In a statement to the Daily Mail, Cameron said the bullying she had received from her former Westminster colleagues left her needing counselling and led to a “significant deterioration in my health and wellbeing as assessed by my GP, including the need for antidepressants”.

Cameron said: “I will never regret my actions in standing up for a victim of abuse at the hands of an SNP MP last year, but I have no faith remaining in a party whose leadership supported the perpetrator’s interests over that of the victims.”

Her defection increases the number of Scottish Tory MPs to seven. Douglas Ross, the Scottish Tory leader, was delighted with her defection. He said on X it was “great to have Lisa Cameron on board”.

He added: “The @ScotTories will stand up for everyone who has been forgotten by the SNP to get the focus on to Scotland’s real priorities.”

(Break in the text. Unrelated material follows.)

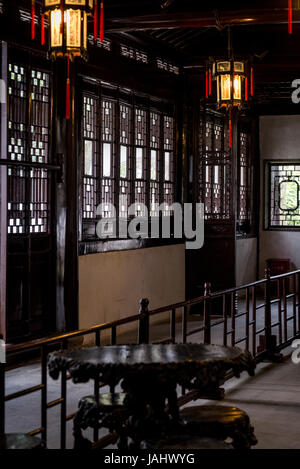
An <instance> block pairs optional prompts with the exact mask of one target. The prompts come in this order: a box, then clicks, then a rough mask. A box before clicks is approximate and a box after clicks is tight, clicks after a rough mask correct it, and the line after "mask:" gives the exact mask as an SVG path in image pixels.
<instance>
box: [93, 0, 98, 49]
mask: <svg viewBox="0 0 300 469" xmlns="http://www.w3.org/2000/svg"><path fill="white" fill-rule="evenodd" d="M97 3H98V2H97V0H95V6H94V8H95V9H94V41H95V42H96V41H97V32H98V4H97Z"/></svg>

Yousaf said he could not comment on Cameron’s health but denied she had been ignored, saying she had met recently with Stephen Flynn, the SNP’s Westminster group leader, and his deputy, Mhairi Black. Yousaf said he had not spoken to Cameron but said he had “made it very clear that my door is very open”.

“It is just unheard of for somebody who says they are committed to seeing Scotland become an independent country to then join the Conservative and Unionist party. It just does not make any sense in terms of your principles, I’m afraid.”

Grady was suspended by the SNP at Westminster last year after an independent parliamentary inquiry found he had made unwanted sexual advances to a then 19-year-old party worker at a pub in London in 2016.

Grady was reinstated in December, after finishing his six-month suspension.

Labour’s Ian Murray, the shadow secretary of state for Scotland, said Cameron’s decision made the choice for voters much clearer. He said Michael Shanks, the new Labour MP for Rutherglen and Hamilton West, was being sworn in at Westminster on Monday just as Cameron crossed the floor to join the Tories.

“The choice at the next general election couldn’t be starker,” Murray wrote on X. “As Labour are set to get rid the Tories the SNP are joining them.”